Karl Barth, the famous theologian, encouraged all preachers to have the Bible in one hand and a newspaper in the other. It’s not always easy to see how they relate to one another, but it is a preacher’s duty to get down on their knees and try to work out the connections.
6. Expect God to speak
There’s a church I know which has three words outside the building – ‘Where miracles happen’. That tells me a lot about that church and their expectation of what will happen when they get together. I love that. Every church should be a place where miracles are expected because we serve a God of miracles.
I believe that many miracles take place when a sermon is being preached. God will often challenge and convict people during a sermon. Interestingly, the way in which people are touched by a sermon is often very different from what the preacher anticipated. God is at work and so we should expect the unexpected. That means that we should all be confident that God will speak when a sermon is preached.
7. Get feedback
In my experience most people who respond to sermons are very positive in their comments. That’s very pleasant and much appreciated, but it would be dangerous if any preacher only listened to positive comments.

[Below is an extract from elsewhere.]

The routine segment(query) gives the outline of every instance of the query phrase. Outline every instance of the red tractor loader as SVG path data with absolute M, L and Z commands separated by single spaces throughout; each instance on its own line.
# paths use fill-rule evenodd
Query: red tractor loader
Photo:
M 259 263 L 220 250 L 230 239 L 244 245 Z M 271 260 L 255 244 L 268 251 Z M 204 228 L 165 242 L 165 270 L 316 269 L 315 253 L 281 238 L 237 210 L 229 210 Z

If you are a preacher and you preach to the same congregation on a regular basis it would be wise to find two or three people who love you enough to be honest with you. Let them tell you about the ways in which God spoke to them through your sermons, but let them also tell you about the illustrations which misfired, the parts of your sermon which were unclear and the application which didn’t really connect.
8. Thank God!
And never forget to thank God for the awesome privilege of preaching. It is one of the most exciting privileges that God ever gives to a person, and so anything that you can ever do to become a more effective preacher should be grasped with both hands.